The Georgia House of Representatives passed a measure Tuesday that would allow Georgians to shop for insurance out of state.

While Kingston wasn't touting repeal of the law, he was the day after the House passed health reform. On March 23, Kingston signed a pledge that he would work to repeal the law and announced on his Web site that he was joining the "repeal effort."

Kingston is not the only Republican backing away from demands from the party's conservative base to repeal the new health care law. Top Republicans are increasingly worried that a hard line repeal strategy could be risky for a party hoping to make gains in the November elections.

They note that repeal is politically and legally unlikely.

In a show of bipartisanship Wednesday, Vincent Joubert Jr.-Davis, chairman of the Glynn County Democratic Party, said he appreciated the opportunity to hand out information on the new federal health care law during the meeting.

"In expressing my thanks to Congressman Kingston before the meeting adjourned, his words back to me were encouraging when he said, 'we can disagree without being disagreeable' - something we might all learn from and try to practice," Joubert Jr.-Davis said.

Hearing concerns of constituents during his town hall stops, Kingston said it's evident, "The First Amendment - freedom of speech - is alive and well."

That was true Wednesday as dozens of citizens asked a host of questions.

Questions ranged from foreign policy to how to attract more jobs to Brunswick.

One man asked if Republicans had thought again of drafting something similar to the Contract with America, used by Republicans campaigning in 1994, that detailed their promises if they became the majority party in Congress (which they did).

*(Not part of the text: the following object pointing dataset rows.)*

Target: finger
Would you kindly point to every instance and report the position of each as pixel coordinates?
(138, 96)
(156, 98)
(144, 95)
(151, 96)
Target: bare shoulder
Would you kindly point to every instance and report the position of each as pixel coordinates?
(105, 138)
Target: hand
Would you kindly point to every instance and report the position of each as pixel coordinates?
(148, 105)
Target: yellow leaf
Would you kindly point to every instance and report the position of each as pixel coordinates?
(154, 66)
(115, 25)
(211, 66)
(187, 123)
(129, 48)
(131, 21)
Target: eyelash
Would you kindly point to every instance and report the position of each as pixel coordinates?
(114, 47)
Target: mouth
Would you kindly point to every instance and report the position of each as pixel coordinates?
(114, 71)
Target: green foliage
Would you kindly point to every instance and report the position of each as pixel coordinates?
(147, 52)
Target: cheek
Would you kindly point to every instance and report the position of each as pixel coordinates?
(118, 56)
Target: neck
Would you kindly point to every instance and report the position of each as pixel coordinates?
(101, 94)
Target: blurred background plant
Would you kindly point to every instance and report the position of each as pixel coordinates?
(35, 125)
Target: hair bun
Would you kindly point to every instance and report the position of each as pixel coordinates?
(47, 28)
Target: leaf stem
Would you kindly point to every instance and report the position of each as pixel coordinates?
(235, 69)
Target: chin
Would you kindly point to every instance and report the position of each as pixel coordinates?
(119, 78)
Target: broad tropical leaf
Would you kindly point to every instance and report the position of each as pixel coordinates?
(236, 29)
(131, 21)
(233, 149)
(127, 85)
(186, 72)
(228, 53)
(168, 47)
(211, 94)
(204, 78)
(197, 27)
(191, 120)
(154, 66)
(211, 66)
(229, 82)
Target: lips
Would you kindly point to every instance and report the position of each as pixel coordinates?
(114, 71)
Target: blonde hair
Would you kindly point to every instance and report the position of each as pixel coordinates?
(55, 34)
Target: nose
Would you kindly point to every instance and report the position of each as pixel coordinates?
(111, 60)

Kingston answered that he is working with other Republicans to combine the ideas that they are hearing from their constituents to come up with something to present to voters.

When asked how he plans to work with Democrats to tackle big problems, Kingston said he sees room for cooperation and common ground on a number of issues, including promoting an energy policy of becoming less dependent of foreign oil.

He said it seems like there is "a lot of division" in Washington D.C. but "it's "more barking than it really is biting."